Ananda Basu and Rita Basu
ABOUT THE LAB
The Integrated Carbohydrate Physiology and Translation Laboratory of Ananda Basu, M.B.B.S., M.D., and Rita Basu, M.D., focuses on understanding the integrative physiology of glucose metabolism in people with diabetes and people without diabetes.
The Integrated Carbohydrate Physiology and Translation Lab, which is based at the University of Virginia, has several diabetes-related research interests, including:
- The pathophysiology of prediabetes, type 1 diabetes, type 2 diabetes and hypoglycemia
- The role of excess cortisol and carotid bodies in regulating blood glucose in people with and without diabetes
- The biology of metabolic syndrome
- Understanding subcutaneous glucose transport and continuous subcutaneous glucose sensing in type 1 diabetes
- Accelerating closed-loop control for the development of an artificial pancreas for type 1 diabetes that will deliver insulin automatically and with an individualized precision never before possible
The long-term goal of the research team of Drs.
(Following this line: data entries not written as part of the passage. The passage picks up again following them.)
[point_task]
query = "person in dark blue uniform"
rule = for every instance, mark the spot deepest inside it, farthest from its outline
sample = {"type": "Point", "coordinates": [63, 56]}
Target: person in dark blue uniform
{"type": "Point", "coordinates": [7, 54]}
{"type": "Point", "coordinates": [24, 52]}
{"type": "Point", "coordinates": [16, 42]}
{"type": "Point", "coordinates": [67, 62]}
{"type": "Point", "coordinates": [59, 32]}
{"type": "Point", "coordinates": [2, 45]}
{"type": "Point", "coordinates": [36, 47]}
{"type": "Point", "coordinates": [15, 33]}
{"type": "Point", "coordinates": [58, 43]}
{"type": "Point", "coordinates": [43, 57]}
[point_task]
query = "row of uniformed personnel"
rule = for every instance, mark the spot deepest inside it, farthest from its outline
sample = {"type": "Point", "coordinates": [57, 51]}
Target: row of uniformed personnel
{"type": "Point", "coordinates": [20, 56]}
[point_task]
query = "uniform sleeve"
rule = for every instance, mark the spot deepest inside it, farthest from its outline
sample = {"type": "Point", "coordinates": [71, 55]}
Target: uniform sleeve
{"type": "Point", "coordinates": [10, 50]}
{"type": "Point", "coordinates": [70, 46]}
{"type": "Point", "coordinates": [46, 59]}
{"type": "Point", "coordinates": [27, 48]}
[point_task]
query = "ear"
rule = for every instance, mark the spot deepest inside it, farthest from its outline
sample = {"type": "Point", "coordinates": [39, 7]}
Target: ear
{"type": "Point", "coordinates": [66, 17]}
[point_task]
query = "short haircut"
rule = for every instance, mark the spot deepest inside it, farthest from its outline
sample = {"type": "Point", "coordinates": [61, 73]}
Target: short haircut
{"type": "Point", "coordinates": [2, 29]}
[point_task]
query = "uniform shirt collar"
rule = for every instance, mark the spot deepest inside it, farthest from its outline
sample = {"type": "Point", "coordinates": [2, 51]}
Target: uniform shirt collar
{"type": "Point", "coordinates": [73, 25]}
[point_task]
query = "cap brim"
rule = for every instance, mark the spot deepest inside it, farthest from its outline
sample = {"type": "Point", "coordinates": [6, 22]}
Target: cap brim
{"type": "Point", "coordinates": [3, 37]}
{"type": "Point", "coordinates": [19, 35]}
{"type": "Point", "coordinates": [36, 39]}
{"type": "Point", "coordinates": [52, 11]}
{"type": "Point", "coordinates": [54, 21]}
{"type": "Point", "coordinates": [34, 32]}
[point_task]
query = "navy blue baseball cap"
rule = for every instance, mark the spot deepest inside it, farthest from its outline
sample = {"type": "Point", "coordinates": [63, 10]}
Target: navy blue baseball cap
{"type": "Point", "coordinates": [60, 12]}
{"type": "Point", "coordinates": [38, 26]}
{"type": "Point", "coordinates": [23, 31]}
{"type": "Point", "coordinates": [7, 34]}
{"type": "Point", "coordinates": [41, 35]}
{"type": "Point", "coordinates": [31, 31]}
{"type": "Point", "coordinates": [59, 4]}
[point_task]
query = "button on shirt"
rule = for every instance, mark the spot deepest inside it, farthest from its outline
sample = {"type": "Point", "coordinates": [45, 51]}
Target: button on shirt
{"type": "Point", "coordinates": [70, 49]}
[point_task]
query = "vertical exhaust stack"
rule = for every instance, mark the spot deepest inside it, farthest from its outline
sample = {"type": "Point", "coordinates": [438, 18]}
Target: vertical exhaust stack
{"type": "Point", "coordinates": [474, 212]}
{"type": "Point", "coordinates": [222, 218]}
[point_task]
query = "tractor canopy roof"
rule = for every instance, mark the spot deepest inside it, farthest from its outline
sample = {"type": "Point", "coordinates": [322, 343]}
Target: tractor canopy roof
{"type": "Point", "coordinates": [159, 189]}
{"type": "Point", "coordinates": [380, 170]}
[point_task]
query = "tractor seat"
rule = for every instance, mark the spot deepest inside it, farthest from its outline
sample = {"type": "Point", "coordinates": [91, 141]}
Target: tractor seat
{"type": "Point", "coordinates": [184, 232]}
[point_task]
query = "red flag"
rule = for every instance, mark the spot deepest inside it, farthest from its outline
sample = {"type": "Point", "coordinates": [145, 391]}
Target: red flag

Ananda Basu and Rita Basu is to develop rational and effective therapies for the treatment and prevention of diabetes mellitus and its associated complications.
The Integrated Carbohydrate Physiology and Translation Lab research team uses stable and radioactive isotopes, organ catheterization (hepatic, leg and forearm) and mathematical models to answer research questions.
The team assesses the impact of physiological changes in glucose, insulin, glucagon, cortisol, incretins and various substrates (such as free fatty acids) on carbohydrate, fat and protein metabolism in people with diabetes and people without diabetes.
This line of investigation was pioneered by Robert A. Rizza, M.D., of Mayo Clinic. In the late 1970s and early 1980s, Dr. Rizza conducted experiments with inpatient clinical research-based IV insulin Biostator — the first artificial pancreas.
The Integrated Carbohydrate Physiology and Translation Lab also studies novel aspects of type 2 diabetes and prediabetes.
Research is directed at developing physiological models to inform, fine-tune and eventually personalize an effective closed-loop control artificial pancreas system for patients with type 1 diabetes using cutting-edge insulin pump and glucose sensor technologies.
Other programs are related to defining the role of carotid bodies in the regulation of blood glucose in humans with and without diabetes and obstructive sleep apnea, and the role of cortisol in modulating liver glucose metabolism in obesity and diabetes.